Un tribunal de district de Californie a révélé vendredi que US Immigration and Customs Enforcement (ICE, pour son sigle en anglais) viole un accord juridique conclu il ya 18 ans et qui interdit le confinement des mineurs dans les centres restrictives.

La décision de la juge de district Dolly Gee, est une victoire pour les défenseurs des droits des migrants qui ont pris l’affaire en justice, mais il est encore difficile de ce qui aura des implications immédiates pour les détenus.

Juge Dolly Gee affirme que le ministère de la Justice a 90 jours pour expliquer pourquoi ils ne devraient pas modifier leurs politiques en fonction de son avis.

La décision est titulaire d’une mesure précédente prise par le juriste Gee en Avril dernier, et intervient une semaine après que les parties vont communiquer leur incapacité à conclure un nouvel accord comme il l’avait demandé.

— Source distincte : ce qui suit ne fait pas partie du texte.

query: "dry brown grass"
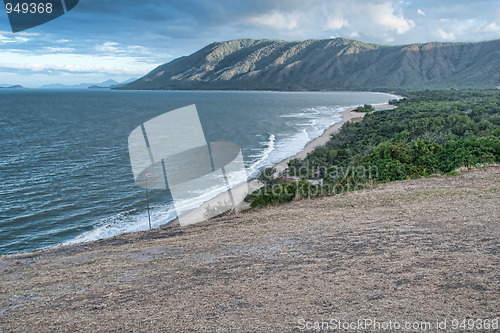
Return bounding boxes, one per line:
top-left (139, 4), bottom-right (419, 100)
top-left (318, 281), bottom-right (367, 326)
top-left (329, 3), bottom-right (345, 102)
top-left (0, 166), bottom-right (500, 332)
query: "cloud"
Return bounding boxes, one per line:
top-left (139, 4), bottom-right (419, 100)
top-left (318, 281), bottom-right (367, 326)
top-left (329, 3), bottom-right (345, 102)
top-left (437, 29), bottom-right (456, 40)
top-left (326, 16), bottom-right (349, 30)
top-left (370, 2), bottom-right (415, 35)
top-left (250, 12), bottom-right (298, 30)
top-left (482, 22), bottom-right (500, 33)
top-left (0, 0), bottom-right (500, 87)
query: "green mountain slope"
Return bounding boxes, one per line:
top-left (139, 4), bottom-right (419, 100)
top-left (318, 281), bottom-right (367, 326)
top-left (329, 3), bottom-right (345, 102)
top-left (120, 38), bottom-right (500, 90)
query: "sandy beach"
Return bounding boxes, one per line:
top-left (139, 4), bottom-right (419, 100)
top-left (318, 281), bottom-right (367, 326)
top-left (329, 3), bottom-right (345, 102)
top-left (0, 166), bottom-right (500, 333)
top-left (178, 104), bottom-right (395, 219)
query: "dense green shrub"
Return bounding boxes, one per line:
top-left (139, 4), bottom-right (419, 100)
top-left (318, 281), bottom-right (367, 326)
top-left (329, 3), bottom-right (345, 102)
top-left (250, 181), bottom-right (321, 208)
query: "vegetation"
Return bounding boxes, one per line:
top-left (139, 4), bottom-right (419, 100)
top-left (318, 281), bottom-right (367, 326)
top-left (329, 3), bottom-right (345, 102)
top-left (252, 90), bottom-right (500, 207)
top-left (354, 104), bottom-right (375, 112)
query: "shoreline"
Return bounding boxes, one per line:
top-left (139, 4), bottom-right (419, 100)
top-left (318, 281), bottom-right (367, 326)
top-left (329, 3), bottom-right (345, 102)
top-left (236, 102), bottom-right (396, 208)
top-left (273, 103), bottom-right (396, 172)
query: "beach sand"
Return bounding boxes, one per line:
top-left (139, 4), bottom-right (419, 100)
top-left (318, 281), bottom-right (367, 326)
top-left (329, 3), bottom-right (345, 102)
top-left (178, 104), bottom-right (395, 220)
top-left (0, 166), bottom-right (500, 333)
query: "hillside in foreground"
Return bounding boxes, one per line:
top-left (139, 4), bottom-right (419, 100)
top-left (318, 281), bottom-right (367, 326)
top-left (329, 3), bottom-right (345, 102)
top-left (0, 166), bottom-right (500, 332)
top-left (118, 38), bottom-right (500, 90)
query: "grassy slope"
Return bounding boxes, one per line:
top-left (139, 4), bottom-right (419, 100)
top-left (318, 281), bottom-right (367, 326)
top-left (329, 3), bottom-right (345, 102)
top-left (0, 166), bottom-right (500, 332)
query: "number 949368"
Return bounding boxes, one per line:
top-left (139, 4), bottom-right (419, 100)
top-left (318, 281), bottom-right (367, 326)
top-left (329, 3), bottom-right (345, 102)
top-left (5, 2), bottom-right (52, 14)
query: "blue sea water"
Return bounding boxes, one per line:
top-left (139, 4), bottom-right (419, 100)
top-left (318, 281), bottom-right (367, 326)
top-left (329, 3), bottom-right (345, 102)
top-left (0, 89), bottom-right (395, 255)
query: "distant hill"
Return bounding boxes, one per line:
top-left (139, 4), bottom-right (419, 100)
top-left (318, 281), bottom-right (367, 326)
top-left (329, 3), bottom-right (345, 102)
top-left (40, 78), bottom-right (137, 89)
top-left (0, 84), bottom-right (24, 89)
top-left (118, 38), bottom-right (500, 90)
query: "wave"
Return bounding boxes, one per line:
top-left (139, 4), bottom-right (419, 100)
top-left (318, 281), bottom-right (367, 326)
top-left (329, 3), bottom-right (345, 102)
top-left (247, 134), bottom-right (276, 177)
top-left (64, 107), bottom-right (347, 245)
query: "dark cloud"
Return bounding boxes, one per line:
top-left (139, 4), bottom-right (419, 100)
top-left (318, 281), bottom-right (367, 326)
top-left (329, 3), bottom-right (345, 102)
top-left (0, 0), bottom-right (500, 85)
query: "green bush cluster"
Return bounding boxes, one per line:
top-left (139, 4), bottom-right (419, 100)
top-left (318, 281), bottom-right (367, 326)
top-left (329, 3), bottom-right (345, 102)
top-left (248, 90), bottom-right (500, 207)
top-left (354, 104), bottom-right (375, 112)
top-left (293, 90), bottom-right (500, 181)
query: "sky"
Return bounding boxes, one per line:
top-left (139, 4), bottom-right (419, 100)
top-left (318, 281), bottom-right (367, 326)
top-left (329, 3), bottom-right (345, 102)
top-left (0, 0), bottom-right (500, 88)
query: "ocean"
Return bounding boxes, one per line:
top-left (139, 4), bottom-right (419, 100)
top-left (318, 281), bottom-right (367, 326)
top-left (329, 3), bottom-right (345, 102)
top-left (0, 89), bottom-right (396, 255)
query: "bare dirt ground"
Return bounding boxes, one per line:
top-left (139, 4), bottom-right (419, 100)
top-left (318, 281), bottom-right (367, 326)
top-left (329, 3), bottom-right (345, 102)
top-left (0, 166), bottom-right (500, 332)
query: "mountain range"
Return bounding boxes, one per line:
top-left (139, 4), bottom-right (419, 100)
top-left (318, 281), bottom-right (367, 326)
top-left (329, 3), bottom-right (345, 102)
top-left (40, 78), bottom-right (137, 89)
top-left (117, 38), bottom-right (500, 91)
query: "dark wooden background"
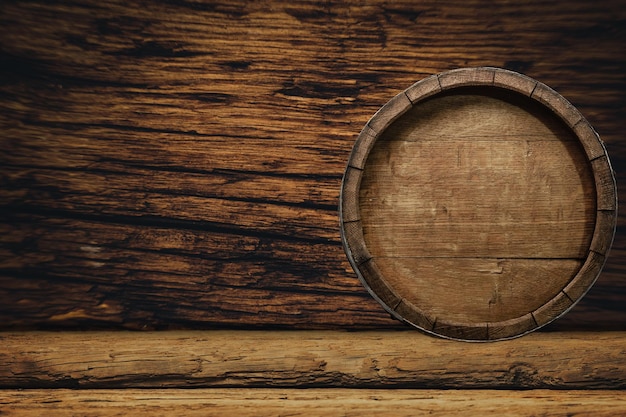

Un accord de 1997 sur le sujet interdit aux enfants de migrants sont détenus dans des établissements sans permis. Le juge Gee a déclaré que cet accord affecte tous les enfants détenus par les autorités fédérales de l’immigration, même les personnes arrêtées avec un de leurs parents.
Pour sa part, le directeur exécutif du Centre pour les droits de l’homme et l’un des avocats qui ont apporté le procès, Peter Schey, dit que les autorités fédérales “savent qu’ils enfreignent la loi.””Ils gardent les enfants dans les établissements qui ne sont pas en sécurité, il est aussi simple que (…) Il est intolérable, est inhumaine et doit se terminer, et terminer plus tôt plutôt que plus tard», dit Schey.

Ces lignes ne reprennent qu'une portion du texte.